Statement on Nabeel Rajab by The Hon. Jane Harman, Director, President and CEO, the Wilson Center
WASHINGTON – For a second time since he received the Ion Ratiu Democracy Award last year at the Wilson Center, human rights activist Nabeel Rajab has been detained by the Government of Bahrain.
"On behalf of the Wilson Center, I urge Mr. Rajab's prompt release," said former Congresswoman Jane Harman, current director, president and CEO. "The Government of Bahrain would be wiser to tolerate dissent and promote the free expression of views. Events in the region in the past year make clear that local voices will not remain silent and repression will be resisted," she added.
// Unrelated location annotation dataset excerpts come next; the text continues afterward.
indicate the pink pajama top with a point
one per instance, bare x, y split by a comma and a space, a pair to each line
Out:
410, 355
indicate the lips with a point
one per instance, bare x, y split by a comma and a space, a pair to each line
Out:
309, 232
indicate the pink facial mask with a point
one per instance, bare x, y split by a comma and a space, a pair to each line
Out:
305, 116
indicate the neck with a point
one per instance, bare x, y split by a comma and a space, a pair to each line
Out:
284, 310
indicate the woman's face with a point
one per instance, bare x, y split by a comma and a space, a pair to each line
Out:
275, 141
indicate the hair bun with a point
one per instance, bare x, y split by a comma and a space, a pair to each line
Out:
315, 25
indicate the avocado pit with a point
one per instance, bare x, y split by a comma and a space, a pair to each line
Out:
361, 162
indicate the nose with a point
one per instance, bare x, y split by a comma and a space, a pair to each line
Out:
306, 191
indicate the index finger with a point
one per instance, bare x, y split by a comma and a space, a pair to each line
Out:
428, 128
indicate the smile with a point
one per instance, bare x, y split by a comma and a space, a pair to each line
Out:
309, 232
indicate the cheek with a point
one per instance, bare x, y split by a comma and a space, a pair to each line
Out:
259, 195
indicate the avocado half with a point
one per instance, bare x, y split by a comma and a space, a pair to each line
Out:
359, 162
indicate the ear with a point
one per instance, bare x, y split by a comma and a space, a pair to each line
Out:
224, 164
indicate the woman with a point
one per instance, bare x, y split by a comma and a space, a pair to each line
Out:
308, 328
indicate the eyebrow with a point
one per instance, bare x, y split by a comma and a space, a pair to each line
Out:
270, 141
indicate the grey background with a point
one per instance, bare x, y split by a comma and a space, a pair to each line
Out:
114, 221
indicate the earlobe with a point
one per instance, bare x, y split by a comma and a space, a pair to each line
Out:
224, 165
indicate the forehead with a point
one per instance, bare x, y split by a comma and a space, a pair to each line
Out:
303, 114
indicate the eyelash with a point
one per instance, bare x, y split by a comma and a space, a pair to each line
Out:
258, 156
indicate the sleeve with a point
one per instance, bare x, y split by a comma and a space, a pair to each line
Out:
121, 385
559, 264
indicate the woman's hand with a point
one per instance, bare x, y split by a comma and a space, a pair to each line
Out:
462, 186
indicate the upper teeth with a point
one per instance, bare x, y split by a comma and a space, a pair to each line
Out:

The Ion Ratiu Democracy Award aims to bring international recognition to the ideas and accomplishments of individuals around the world who are working on behalf of democracy. Whether in exile from repressive regimes or operating within emerging democracies, recipients of the Ion Ratiu Democracy Award are democracy advocates with the type of life-changing experience in Washington that Ion Ratiu encountered as a young Romanian democracy activist in the 1970s and 1980s. The Award provides a month-long scholarship at the Wilson Center during which awardees have an opportunity to immerse themselves in the scholarly, policymaking, and NGO communities in Washington, D.C. Recipients also provide the keynote address at an international symposium on major issues confronting their democratic activism.
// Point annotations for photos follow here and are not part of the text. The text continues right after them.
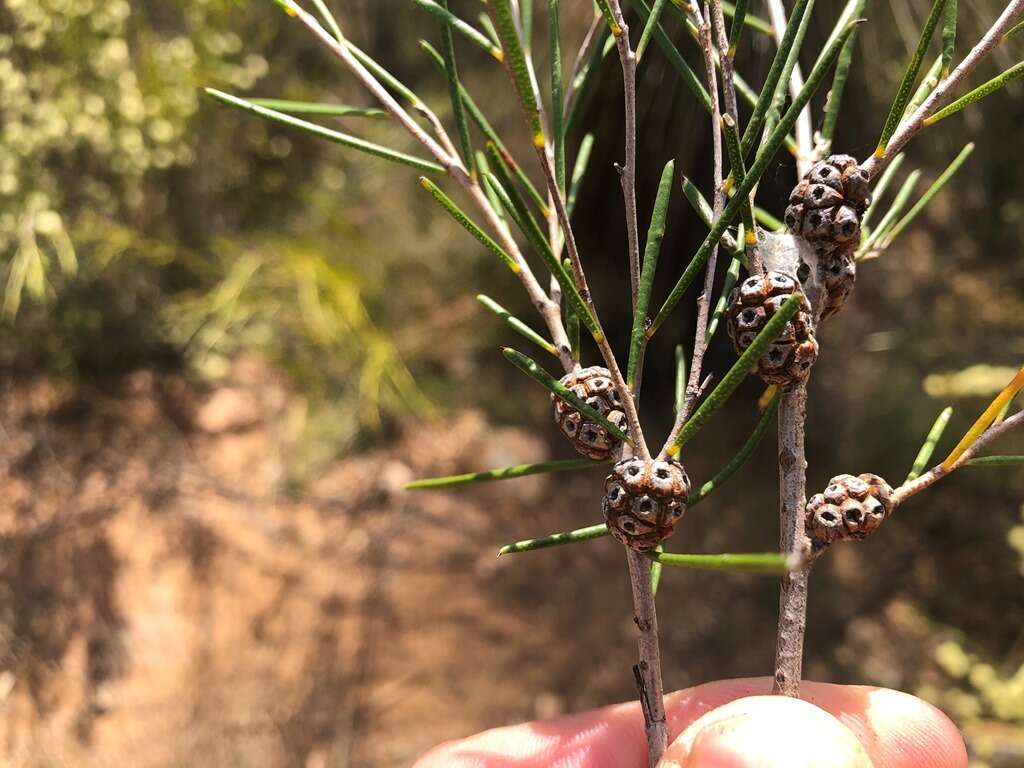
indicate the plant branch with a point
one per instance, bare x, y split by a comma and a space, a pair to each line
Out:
907, 489
911, 125
648, 671
793, 540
Nabeel Rajab received the award in a ceremony at the Wilson Center in Washington D.C. in December 2011. When Rajab was badly beaten during a rally in the Bahraini capital of Manama in January 2012, Jane Harman joined the State Department in expressing concern direct to the Bahraini Ambassador to the United States and called for a full investigation into the incident.
Notes to editors:
- The Wilson Center provides a strictly nonpartisan space for the worlds of policymaking and scholarship to interact. By conducting relevant and timely research and promoting dialogue from all perspectives, it works to address the critical current and emerging challenges confronting the United States and the world.
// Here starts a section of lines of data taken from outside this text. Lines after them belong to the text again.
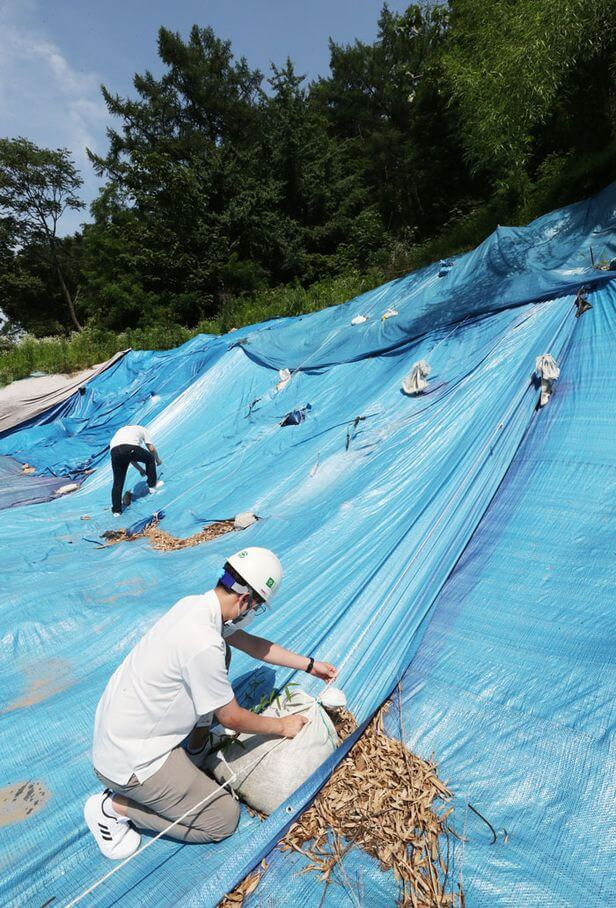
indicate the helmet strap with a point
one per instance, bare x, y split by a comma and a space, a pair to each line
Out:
231, 584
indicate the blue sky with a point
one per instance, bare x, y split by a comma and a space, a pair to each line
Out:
54, 54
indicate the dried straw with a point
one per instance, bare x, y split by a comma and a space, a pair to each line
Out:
165, 542
382, 799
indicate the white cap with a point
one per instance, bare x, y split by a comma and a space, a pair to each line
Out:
260, 568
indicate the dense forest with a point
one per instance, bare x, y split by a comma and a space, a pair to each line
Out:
229, 195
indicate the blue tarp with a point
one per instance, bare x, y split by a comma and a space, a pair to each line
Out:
460, 540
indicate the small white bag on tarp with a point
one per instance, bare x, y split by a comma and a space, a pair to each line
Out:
265, 769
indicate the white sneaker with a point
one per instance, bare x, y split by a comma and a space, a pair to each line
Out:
117, 839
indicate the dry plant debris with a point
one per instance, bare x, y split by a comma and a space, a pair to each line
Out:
382, 799
165, 542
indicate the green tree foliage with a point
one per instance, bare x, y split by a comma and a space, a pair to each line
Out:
230, 197
37, 185
531, 78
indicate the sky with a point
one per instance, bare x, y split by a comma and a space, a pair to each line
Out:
54, 55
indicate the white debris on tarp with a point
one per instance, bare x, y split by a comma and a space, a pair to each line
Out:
416, 381
69, 487
389, 313
244, 520
285, 377
332, 698
547, 369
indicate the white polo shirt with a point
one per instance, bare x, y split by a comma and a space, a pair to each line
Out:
131, 435
175, 674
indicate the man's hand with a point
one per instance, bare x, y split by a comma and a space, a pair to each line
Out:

- Ion Ratiu was a prominent Romanian democracy activist and one of the most outspoken opponents of the Romanian Communist Party that ruled from 1947-1990. He lived in political exile in London from 1940-1990, from where he devoted himself to the pursuit of a free and democratic Romania and helped found the World Union of Free Romanians, to which he was elected as president in 1984. He returned to Romania after the fall of the communist regime in 1990, and was elected to parliament.
- Past Ion Ratiu Democracy Award recipients include Sergio Aguayo (Mexico, 2005); Saad El-Din Ibrahim (Egypt, 2006); Anatoli Mikhailov (Belarus, 2007); Eleonora Cercavschi (Moldova, 2008); Adam Michnik (Poland, 2009); andOleg Kozlovsky (Russia, 2010).